La vérité est que tous les romans de cette catégorie manquent de beauté, parce qu’ils demandent à l’art autre chose que l’art. Mme Craven a de parti-pris choisi le contre-pied du réalisme. Au culte de la beauté visible, elle oppose une beauté morale toute d’abstraction. À la perfection plastique de la langue, elle oppose un style qui hait l’éclat. L’école ennemie avait vu l’empreinte des milieux sur les caractères, et s’était perdue dans la description à outrance. Mme Craven, par horreur de cet excès, méconnaît une vérité aujourd’hui scientifique; elle crée des personnages qui se suffisent si bien à eux-mêmes qu’ils finissent par ne plus vivre de notre vie. Elle compose des sermons comme ses adversaires imaginent des traités de physiologie. Des deux côtés, la pensée « de derrière la tête, » comme dit Pascal, a tout gâté. Le roman se fausse, étriqué ou perverti. Lequel vaut le mieux? Au moins les romans moraux ne corrompent personne; il est vrai d’ajouter qu’ils ne convertissent personne.

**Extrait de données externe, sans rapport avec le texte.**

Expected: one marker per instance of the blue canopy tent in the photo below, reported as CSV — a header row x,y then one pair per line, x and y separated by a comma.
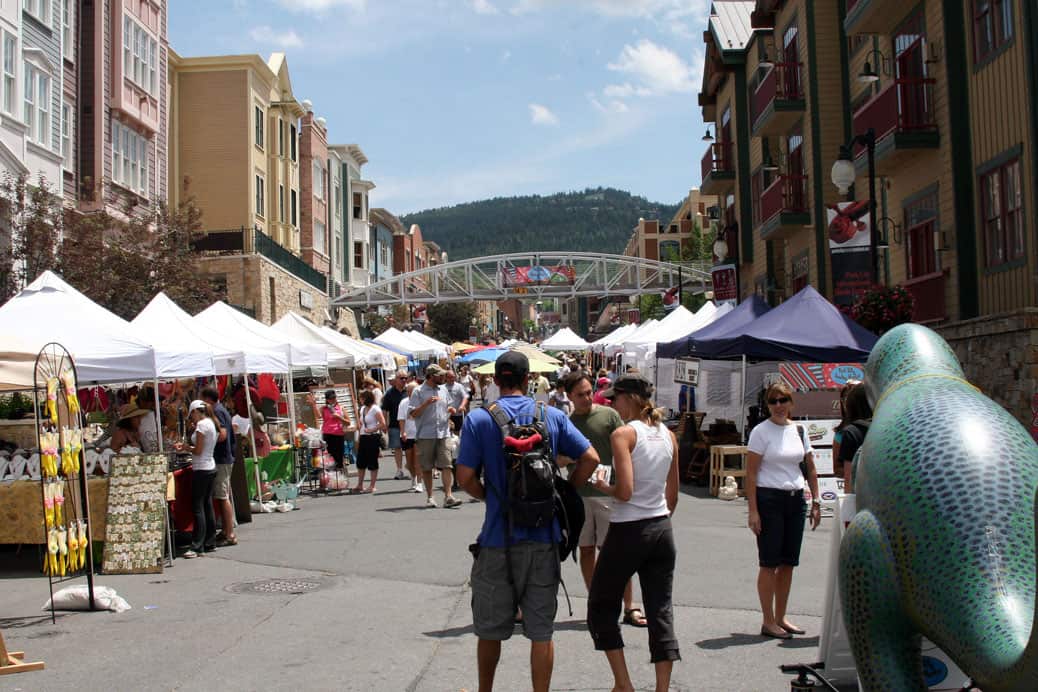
x,y
806,328
733,323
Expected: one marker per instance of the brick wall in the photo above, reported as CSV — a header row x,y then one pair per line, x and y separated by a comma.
x,y
1000,355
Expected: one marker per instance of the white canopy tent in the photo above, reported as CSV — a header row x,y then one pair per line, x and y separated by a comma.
x,y
564,339
301,330
49,309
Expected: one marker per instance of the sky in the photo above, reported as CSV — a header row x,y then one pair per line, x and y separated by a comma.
x,y
456,101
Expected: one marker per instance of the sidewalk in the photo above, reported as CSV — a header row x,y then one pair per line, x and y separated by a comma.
x,y
390,609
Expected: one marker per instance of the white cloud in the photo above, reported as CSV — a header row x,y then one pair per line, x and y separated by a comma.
x,y
658,71
267,36
323,5
484,7
542,115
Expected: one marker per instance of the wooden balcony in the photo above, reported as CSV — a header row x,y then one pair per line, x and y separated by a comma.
x,y
784,208
717,169
777,103
929,294
874,16
904,118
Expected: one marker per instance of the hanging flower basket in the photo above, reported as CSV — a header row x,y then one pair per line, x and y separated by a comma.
x,y
882,308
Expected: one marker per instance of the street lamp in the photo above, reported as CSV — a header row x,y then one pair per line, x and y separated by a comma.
x,y
843,176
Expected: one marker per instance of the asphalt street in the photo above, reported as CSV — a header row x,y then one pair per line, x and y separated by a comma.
x,y
378,599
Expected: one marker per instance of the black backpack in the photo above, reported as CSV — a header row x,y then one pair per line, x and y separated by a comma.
x,y
536,491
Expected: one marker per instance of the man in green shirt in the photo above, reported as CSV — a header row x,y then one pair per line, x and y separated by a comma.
x,y
597,423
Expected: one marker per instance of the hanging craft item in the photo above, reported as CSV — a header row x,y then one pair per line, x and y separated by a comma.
x,y
69,381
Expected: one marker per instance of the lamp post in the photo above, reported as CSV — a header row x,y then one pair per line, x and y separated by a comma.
x,y
843,175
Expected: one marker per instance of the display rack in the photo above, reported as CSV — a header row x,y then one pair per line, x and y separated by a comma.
x,y
67,533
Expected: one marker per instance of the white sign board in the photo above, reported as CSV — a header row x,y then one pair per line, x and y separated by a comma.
x,y
686,370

Que conclure de cette étude? L’enseignement qui en résulte est assez clair : le roman piétiste aboutit nécessairement à l’insignifiance, comme le roman réaliste à la violence ou à la médiocrité. Il suffit de les confronter un instant pour voir qu’ils s’accusent et se condamnent l’un l’autre. Chacun d’eux n’est pas seulement coupable de ses propres fautes, il doit répondre aussi des fautes qu’il provoque en sens contraire. Les réalistes ne s’aperçoivent pas qu’ils soulèvent des réactions anti-littéraires chez ceux que révoltent leurs tableaux éhontés; les piétistes ne s’aperçoivent pas que leurs fades inventions redoublent chez les esprits énergiques le désir d’étonner le lecteur par le scandale. Les uns calomnient l’art, les autres décréditent la morale. En commençant, nous disions que le roman tient de trop près aux mœurs contemporaines pour ne pas représenter assez exactement la société où il se produit. Cet antagonisme que nous marquons ici n’est-il pas en effet l’image d’un autre antagonisme qui, en politique, jette sans cesse les esprits aux opinions extrêmes? C’est là un caractère si particulier et si net de notre temps, que nous le retrouverions jusque dans la poésie, qui semble le plus libre et le plus personnel de tous les arts. Ne s’y est-il pas établi deux groupes opposés, qui soutiennent la prééminence unique, l’un de la forme, l’autre de l’idée? Partout donc et à tous les degrés, la lutte règne entre des principes exclusifs et contradictoires, qui s’exaspèrent et s’exagèrent par le combat; mais ces querelles d’école ne produisent aucune œuvre durable : la beauté veut une intention plus simple et plus sincère; l’exemple des romanciers contemporains suffit à le prouver.
PAUL BOURGET.
- ↑ Voyez Pascal, Discours sur les passions de l’amour.